List operators on files in shell ? (updated)

November 11th, 2006 by lucas

I often need to do list-like operations on files in shell, for example:

  • substract lines in one file from the lines in another file
  • add lines from two lines, suppressing duplicates
  • keep only lines which are not in both files
  • keep only lines which are in both files
  • etc

Such operations are easy to do with a combination of sort, uniq, cut, diff, etc. But they are so basic operations that it is a bit annoying to write the small shell script each time I need to do one of them.

Isn’t there a tool out there already providing all of them ?

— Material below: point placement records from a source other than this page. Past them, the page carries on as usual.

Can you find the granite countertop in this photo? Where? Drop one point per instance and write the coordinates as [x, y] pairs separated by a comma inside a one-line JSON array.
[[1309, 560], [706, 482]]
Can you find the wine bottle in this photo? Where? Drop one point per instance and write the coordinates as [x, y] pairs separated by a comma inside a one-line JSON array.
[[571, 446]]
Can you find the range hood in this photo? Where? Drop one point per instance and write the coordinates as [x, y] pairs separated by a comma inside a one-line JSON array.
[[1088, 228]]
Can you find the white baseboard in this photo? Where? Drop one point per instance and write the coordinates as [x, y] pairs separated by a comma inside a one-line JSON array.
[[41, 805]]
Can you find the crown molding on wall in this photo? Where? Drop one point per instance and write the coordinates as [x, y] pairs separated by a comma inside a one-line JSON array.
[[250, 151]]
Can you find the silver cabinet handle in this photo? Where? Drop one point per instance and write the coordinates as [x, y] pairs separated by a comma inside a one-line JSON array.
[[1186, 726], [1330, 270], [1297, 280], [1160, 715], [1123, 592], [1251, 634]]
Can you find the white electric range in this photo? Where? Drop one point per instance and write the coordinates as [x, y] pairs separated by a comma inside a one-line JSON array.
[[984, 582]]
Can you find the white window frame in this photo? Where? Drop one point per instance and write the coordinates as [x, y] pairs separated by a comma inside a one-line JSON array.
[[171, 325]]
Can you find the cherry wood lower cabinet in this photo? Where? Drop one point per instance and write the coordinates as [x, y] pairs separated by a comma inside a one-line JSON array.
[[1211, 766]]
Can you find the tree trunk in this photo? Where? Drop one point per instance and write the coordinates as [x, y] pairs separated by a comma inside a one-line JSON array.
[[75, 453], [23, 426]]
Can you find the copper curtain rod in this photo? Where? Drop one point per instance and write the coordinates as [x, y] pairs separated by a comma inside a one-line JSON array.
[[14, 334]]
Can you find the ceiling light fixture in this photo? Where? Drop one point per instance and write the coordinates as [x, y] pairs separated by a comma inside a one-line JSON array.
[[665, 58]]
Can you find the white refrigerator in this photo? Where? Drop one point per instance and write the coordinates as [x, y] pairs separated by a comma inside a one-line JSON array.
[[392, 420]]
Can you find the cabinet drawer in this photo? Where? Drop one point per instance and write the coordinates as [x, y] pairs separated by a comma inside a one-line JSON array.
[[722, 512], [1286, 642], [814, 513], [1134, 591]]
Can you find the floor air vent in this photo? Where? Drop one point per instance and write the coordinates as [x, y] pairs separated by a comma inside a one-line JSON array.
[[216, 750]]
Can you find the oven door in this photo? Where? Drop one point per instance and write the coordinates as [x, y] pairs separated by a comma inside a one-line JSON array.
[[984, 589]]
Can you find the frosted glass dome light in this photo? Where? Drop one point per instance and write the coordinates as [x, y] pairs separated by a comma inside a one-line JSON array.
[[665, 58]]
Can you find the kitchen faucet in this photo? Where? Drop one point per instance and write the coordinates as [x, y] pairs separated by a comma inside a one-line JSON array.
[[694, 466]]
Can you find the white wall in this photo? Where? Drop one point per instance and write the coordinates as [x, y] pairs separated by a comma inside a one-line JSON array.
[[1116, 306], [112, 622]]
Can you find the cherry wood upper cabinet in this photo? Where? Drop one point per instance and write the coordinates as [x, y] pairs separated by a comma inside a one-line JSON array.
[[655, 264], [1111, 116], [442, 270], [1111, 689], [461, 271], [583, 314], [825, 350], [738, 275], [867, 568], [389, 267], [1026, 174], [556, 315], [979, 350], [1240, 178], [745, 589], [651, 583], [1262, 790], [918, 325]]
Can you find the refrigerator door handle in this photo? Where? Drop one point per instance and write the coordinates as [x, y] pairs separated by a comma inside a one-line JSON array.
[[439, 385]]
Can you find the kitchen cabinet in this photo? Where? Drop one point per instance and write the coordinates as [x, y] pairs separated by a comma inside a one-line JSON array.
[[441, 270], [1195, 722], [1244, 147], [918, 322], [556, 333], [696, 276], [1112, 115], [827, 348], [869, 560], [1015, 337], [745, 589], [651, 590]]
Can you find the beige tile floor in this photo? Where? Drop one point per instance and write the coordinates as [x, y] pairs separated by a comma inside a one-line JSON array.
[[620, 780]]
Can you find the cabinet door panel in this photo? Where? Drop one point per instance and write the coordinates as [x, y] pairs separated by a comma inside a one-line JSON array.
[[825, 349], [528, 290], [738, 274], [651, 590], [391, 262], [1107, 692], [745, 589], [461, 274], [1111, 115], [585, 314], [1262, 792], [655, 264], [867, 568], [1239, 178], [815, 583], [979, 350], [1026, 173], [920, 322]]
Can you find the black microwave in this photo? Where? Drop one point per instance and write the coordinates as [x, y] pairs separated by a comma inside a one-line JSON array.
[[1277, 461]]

Also, it would be great if such operations could be achieved considering only the first n characters or words (a bit like uniq -w, or the removed uniq -W option). It would be an easy way to do :

i1 c1
i2 c2
i3 c3
i4 c4

minus

i2
i4

Comments are opened.

Update: many people pointed me to moreutils‘ combine. It looks good, bug not exactly what I need, so I filed wishlist bugs #398187 (combine: provide aliases for set theory operators) and #398193 (combine: allow to compare only on a subset of the lines). I won’t have time to provide patches, so if somebody want to work on them …. :-)

7 Responses to “List operators on files in shell ? (updated)”

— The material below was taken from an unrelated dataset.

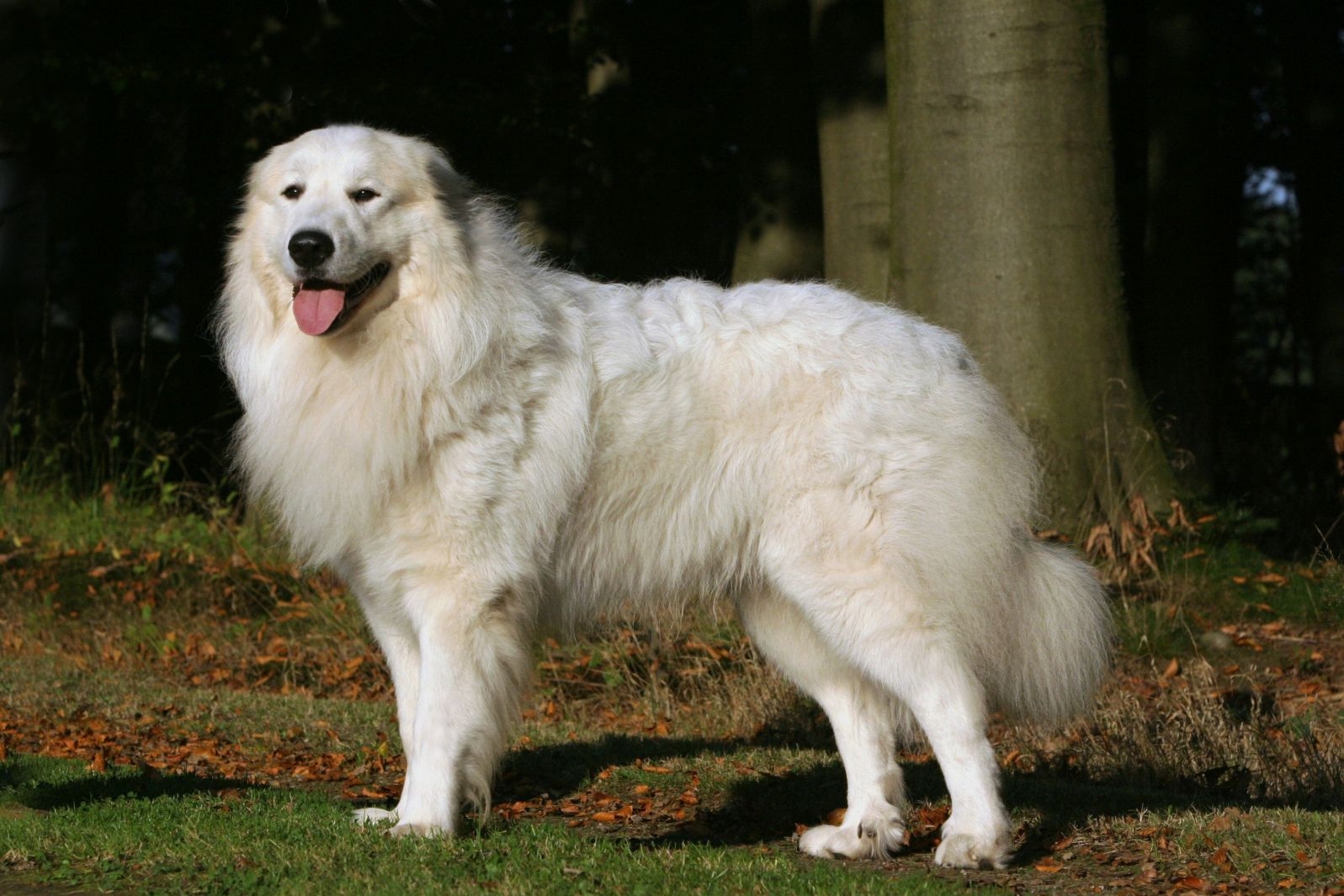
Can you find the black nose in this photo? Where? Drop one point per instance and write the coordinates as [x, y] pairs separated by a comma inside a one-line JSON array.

  1. Guillaume wrote on 11/11/06 at 4:23 pm :

    The comm command should be a step forward.

  2. lucas wrote on 11/11/06 at 4:42 pm :

    It is, thank you, but it still doesn’t allow to limit the comparison to the first n chars/words…

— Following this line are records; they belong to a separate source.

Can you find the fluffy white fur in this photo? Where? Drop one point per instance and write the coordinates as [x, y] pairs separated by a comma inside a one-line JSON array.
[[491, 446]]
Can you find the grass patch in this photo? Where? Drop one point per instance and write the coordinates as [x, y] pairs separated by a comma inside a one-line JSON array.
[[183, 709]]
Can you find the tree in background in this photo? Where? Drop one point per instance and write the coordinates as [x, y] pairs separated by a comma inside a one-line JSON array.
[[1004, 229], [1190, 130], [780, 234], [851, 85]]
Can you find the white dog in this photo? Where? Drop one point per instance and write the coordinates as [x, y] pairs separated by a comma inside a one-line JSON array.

  3. Raphael Hertzog wrote on 11/11/06 at 5:49 pm :

    You should checkout the package “moreutils” of Joey Hess, it contains the “combine” command: “combine file1 and file2″, “combine file1 not file2″, etc.

  4. Damien wrote on 11/11/06 at 6:46 pm :

    Why not make a simple script ? In Ruby it shouldn’t be so hard…

  5. Colin Watson wrote on 11/11/06 at 6:47 pm :

    The join(1) command can do some of this, and can be told to act on only certain fields.

  6. Anonymous wrote on 11/11/06 at 8:21 pm :

    I second the recommendation for “moreutils”.

  7. Rocco Stanzione wrote on 11/12/06 at 9:38 am :

    Try this. Seemed like an interesting problem, and something I deal with a lot too, so I wrote this up. Testing was pretty tedious, but I tested scenarios I could think of. Let me know if something’s broken or if you think it should do more or behave differently.